Another key need identified was follow-up to oversee whether projects being implemented were meeting the conditions imposed when clearance was given. Sadly, none of these vital measures has yet been instituted.
The consequences of such inaction are serious given other trends. As norms for infrastructure intrusions such as roads and river-interlinking canals have been diluted, wildlife areas including Pench and Panna Tiger Reserves in central India will suffer additional forest loss, internal fragmentation, and disruption of wildlife corridors.
The outmoded approach of encouraging more large dams in the Himalaya will seriously affect places like the Teesta basin in Sikkim, where an earlier site inspection report by the SC-NBWL had already revealed multiple violations of law and Supreme Court orders.
In India's grassland ecosystems, with land-use changes and continuing neglect of local community involvement in conservation, critically endangered species such as the Great Indian Bustard and Jerdon's Courser now face a real risk of global extinction. If they occur, these will be the first documented bird extinctions in India since independence.
Review action, not Acts
While key concerns over grasslands, rivers, forests and mountains are ignored, the environment ministry continues to woo business and industry with promises of quick and easy clearances. The rush to project an industry-friendly environment risks destroying opportunities for environment-friendly industry.
In the last week of August, even as procedures to improve scrutiny of projects languished for attention, the Central government placed five of India's environmental laws under review. The Wildlife Protection Act, Environmental Protection Act, Forest Conservation Act, and the Air and Water Pollution Acts are being examined by a four-member committee to identify amendments that will bring the Acts “in line with current requirements to meet objectives”.
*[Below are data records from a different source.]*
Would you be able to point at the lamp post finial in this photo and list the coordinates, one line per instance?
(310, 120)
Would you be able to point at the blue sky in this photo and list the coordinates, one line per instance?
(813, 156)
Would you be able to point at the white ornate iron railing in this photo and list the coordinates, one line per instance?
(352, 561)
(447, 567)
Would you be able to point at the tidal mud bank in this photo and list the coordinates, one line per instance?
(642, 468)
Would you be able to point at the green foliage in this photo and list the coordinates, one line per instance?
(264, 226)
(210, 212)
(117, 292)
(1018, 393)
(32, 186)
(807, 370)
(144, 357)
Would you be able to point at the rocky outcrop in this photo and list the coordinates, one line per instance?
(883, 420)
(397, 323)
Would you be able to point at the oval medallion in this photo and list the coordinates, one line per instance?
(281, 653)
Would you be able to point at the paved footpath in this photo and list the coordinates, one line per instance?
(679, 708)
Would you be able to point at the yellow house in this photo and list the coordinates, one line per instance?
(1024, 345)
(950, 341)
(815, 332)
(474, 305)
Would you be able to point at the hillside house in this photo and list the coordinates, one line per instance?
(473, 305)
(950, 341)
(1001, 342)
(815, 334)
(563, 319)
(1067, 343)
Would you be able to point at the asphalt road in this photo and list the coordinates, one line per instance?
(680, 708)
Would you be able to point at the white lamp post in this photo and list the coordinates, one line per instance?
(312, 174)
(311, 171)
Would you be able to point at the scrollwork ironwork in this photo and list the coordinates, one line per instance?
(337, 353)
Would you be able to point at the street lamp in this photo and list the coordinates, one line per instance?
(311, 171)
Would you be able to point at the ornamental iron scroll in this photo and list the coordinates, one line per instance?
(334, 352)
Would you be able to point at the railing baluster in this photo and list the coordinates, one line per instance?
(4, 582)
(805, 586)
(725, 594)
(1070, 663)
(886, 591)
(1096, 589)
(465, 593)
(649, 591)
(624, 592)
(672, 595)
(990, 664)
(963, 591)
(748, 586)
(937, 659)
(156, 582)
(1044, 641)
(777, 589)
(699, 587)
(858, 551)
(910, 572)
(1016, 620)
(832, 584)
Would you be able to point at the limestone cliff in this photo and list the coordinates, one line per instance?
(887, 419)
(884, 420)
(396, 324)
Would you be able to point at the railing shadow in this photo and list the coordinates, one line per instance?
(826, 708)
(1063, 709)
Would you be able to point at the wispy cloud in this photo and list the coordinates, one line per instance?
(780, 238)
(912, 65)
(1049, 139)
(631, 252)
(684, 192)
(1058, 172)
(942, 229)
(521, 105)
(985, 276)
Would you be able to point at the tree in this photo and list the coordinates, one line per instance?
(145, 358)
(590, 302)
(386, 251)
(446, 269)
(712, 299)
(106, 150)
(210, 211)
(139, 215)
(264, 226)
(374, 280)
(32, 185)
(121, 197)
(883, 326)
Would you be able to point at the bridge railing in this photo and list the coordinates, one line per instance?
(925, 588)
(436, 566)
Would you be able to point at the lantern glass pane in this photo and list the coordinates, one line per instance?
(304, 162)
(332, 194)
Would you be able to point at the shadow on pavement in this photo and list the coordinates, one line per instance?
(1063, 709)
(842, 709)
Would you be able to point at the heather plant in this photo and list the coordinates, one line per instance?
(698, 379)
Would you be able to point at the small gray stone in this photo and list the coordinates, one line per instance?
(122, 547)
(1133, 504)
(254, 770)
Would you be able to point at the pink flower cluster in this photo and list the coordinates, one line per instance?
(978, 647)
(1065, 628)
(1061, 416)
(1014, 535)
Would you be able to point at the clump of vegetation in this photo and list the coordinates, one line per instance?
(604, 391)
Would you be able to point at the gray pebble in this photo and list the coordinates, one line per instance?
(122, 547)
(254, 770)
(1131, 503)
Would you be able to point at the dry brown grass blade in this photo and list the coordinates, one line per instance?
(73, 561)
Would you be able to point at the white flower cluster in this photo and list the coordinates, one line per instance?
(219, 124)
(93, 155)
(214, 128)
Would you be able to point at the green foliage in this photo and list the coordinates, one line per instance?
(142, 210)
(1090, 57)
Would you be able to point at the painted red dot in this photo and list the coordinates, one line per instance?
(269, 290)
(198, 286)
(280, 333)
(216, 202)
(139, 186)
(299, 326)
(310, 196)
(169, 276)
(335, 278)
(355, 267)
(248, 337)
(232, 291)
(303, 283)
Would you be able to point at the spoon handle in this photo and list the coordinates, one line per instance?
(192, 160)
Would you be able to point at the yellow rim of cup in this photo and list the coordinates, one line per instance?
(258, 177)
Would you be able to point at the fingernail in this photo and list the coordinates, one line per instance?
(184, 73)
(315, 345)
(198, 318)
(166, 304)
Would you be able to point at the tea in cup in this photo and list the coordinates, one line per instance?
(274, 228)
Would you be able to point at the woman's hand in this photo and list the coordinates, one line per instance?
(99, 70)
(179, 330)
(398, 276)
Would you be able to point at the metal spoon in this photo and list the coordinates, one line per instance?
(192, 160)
The committee has been given all of two months’ time, and the ministry's website allows citizens to post comments till 28 September, with comments restricted to a limit of 1000 characters (roughly 160 words).
For a review exercise targeting five major laws and related Supreme Court orders, this seems grossly inadequate. The committee should extend the time and channels for receiving public feedback and submissions in either hard or soft copy, hold public meetings in different regions of the country, and co-opt domain experts in environmental and social sciences. Their draft report, too, should be made available for citizen feedback.
The Wildlife Protection Act created the framework that protects the nation's 660-plus protected areas (including wildlife sanctuaries, national parks and tiger reserves), which have come to occupy less than 5 per cent of India's geographical area. It was intended to provide for “the protection of wild animals, birds and plants…with a view to ensuring the ecological and environmental security of the country.”
With the country's apex wildlife body caught in a political quagmire, the case pending before the Supreme Court, and the law itself under review by a government with evidently different priorities, it is time for concerned citizens and conservationists to once again speak up: on the need to protect the Act.